Whether I've succeeded or not is for other people to judge, but I have to say that I really enjoyed the process. The book features the third person account of Becky, a girl brought by her father and rather against her will to the strange, decaying coastal village of Winterfold. It's here she meets the odd, elfin Ferelith, whose narrative is told first person. Of the two, I actually found Ferelith easier to write - once I could hear this girl in my head (please don't call my psychiatrist - it's what writers do) it was a relatively easy, and certainly fun job to set down her thoughts on life, love, and... above all, the afterlife.
For it's here that Ferelith's musings collide with the ancient secret of the village; the terrible experiments being conducted, by a mad scientist, and a mad priest, into the world beyond death... Which meant that the balance of the sexes was restored slightly, since the third and final narrative in the book consists of the diary entries of the priest, whose sections of the book were also (perhaps worryingly, given his hobbies) quite easy to write.
Meanwhile, back in the modern world, if you would like to know more about what life is like inside Ferelith's head, and you have Spotify, you can listen to the playlist on her iPod (these song names are also, incidentally, the titles of the chapters narrated by her):
http://tinyurl.com/35o4edl
Marcus Sedgwick, 2010
Read a summary of White Crow by Marcus Sedgwick below:
It's summer.
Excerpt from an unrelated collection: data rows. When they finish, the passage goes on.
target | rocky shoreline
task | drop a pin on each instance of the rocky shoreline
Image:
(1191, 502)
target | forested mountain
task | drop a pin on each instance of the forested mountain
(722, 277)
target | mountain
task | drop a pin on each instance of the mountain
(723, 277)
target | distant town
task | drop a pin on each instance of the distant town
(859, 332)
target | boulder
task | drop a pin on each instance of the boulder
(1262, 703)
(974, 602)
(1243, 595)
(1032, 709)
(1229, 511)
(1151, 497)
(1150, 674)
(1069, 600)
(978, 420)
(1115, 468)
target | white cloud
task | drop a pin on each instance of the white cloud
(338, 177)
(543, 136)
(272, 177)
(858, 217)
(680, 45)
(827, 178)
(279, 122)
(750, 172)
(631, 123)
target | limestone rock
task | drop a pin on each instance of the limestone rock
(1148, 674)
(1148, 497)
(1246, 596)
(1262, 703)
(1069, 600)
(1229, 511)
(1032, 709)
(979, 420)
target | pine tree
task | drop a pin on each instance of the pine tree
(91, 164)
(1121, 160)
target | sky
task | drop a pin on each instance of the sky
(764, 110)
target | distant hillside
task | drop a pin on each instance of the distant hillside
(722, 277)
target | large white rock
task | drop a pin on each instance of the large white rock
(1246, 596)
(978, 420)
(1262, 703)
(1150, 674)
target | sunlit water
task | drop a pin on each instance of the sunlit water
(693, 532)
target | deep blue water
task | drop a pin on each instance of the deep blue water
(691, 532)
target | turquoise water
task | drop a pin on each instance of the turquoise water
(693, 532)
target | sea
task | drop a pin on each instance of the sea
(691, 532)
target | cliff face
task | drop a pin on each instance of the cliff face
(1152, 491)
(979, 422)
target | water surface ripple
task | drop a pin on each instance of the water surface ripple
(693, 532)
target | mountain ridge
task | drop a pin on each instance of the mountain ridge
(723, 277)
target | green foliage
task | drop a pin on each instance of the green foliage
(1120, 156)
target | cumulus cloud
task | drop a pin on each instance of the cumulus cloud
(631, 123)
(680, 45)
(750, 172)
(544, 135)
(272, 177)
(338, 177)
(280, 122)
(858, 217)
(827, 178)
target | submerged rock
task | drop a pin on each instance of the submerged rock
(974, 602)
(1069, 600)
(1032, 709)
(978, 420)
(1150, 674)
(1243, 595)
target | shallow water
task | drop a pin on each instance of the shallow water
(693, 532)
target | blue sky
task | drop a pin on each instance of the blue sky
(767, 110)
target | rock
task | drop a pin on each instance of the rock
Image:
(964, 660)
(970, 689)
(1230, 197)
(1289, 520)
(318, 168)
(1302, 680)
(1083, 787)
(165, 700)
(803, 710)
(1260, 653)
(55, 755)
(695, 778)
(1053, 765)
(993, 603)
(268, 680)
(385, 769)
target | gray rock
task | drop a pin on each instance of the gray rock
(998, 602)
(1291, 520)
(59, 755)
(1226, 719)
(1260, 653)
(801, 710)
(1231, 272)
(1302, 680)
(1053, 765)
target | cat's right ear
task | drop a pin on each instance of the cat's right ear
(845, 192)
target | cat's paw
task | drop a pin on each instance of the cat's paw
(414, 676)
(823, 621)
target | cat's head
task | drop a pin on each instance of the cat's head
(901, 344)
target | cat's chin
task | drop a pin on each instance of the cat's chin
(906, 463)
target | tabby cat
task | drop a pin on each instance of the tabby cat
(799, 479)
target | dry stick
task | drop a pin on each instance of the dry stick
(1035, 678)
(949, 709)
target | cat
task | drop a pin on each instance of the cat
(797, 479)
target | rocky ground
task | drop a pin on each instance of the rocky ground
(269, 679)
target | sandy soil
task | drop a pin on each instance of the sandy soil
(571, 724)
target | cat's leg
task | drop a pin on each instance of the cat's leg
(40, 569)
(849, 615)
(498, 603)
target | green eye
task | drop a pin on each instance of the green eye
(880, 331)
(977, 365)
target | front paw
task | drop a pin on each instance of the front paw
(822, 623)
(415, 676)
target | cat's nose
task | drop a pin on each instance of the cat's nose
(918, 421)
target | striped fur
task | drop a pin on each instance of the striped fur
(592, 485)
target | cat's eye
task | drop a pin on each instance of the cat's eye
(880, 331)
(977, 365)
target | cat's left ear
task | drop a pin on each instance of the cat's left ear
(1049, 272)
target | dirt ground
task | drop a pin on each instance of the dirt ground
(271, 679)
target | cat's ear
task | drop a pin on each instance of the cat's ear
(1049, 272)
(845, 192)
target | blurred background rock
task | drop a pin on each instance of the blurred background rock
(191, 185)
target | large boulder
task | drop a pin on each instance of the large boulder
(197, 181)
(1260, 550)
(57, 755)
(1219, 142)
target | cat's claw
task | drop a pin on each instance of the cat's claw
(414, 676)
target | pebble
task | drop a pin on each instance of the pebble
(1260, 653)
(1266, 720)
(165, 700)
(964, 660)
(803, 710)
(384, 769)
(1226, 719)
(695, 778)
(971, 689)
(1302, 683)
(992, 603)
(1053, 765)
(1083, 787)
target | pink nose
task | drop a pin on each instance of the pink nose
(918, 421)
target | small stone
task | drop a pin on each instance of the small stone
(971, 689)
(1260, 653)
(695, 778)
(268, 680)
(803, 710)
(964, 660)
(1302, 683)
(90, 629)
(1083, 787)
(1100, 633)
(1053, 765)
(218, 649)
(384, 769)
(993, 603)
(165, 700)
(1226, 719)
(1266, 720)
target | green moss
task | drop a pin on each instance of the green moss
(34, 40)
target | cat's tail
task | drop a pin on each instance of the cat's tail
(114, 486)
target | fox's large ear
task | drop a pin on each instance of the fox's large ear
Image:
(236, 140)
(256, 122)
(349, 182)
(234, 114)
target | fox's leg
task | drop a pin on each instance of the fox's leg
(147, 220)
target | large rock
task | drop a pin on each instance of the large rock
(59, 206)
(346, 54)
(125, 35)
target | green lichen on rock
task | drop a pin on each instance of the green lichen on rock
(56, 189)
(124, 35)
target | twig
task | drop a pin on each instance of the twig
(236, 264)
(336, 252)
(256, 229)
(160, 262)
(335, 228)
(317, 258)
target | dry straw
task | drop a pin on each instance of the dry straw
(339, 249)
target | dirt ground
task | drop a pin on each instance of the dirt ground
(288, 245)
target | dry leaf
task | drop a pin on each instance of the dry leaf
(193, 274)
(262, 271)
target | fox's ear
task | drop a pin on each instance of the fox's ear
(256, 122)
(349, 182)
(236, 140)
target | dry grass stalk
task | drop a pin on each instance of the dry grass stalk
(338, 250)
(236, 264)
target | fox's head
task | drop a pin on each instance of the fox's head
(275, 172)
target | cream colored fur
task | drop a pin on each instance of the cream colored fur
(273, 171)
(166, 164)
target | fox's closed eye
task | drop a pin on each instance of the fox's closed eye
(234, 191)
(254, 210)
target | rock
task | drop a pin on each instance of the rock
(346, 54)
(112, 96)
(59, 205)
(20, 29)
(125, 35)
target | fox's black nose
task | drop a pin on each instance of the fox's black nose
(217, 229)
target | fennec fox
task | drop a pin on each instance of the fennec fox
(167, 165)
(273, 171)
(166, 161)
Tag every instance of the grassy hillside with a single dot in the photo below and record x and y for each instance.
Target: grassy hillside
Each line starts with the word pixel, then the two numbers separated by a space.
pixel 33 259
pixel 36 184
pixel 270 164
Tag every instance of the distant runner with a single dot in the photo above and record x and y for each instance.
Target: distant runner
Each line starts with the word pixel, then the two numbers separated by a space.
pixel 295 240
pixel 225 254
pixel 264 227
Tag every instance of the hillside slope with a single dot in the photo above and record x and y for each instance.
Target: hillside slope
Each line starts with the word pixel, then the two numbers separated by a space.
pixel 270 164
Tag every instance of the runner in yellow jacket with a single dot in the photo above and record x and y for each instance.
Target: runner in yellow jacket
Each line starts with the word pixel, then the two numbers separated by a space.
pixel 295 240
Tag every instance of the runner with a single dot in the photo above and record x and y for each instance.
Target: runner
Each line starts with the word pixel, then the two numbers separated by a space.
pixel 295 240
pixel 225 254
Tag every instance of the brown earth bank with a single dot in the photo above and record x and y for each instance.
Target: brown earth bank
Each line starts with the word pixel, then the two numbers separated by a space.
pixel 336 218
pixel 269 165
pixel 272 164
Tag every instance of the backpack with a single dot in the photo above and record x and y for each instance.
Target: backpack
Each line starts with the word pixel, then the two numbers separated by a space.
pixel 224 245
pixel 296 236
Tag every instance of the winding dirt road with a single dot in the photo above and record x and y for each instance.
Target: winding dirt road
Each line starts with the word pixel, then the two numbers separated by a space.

Rebecca is an unwilling visitor to Winterfold - taken from the buzz of London and her friends and what she thinks is the start of a promising romance.
Ferelith already lives in Winterfold - it's a place that doesn't like to let you go, and she knows it inside out - the beach, the crumbling cliff paths, the village streets, the woods, the deserted churches and ruined graveyards, year by year being swallowed by the sea.
Against her better judgement, Rebecca and Ferelith become friends, and during that long, hot, claustrophobic summer they discover more about each other and about Winterfold than either of them really want to, uncovering frightening secrets that would be best left long forgotten.
Interwoven with Rebecca and Ferelith's stories is that of the seventeenth century Rector and Dr Barrieux, master of Winterfold Hall, whose bizarre and bloody experiments into the after-life might make angels weep, and the devil crow.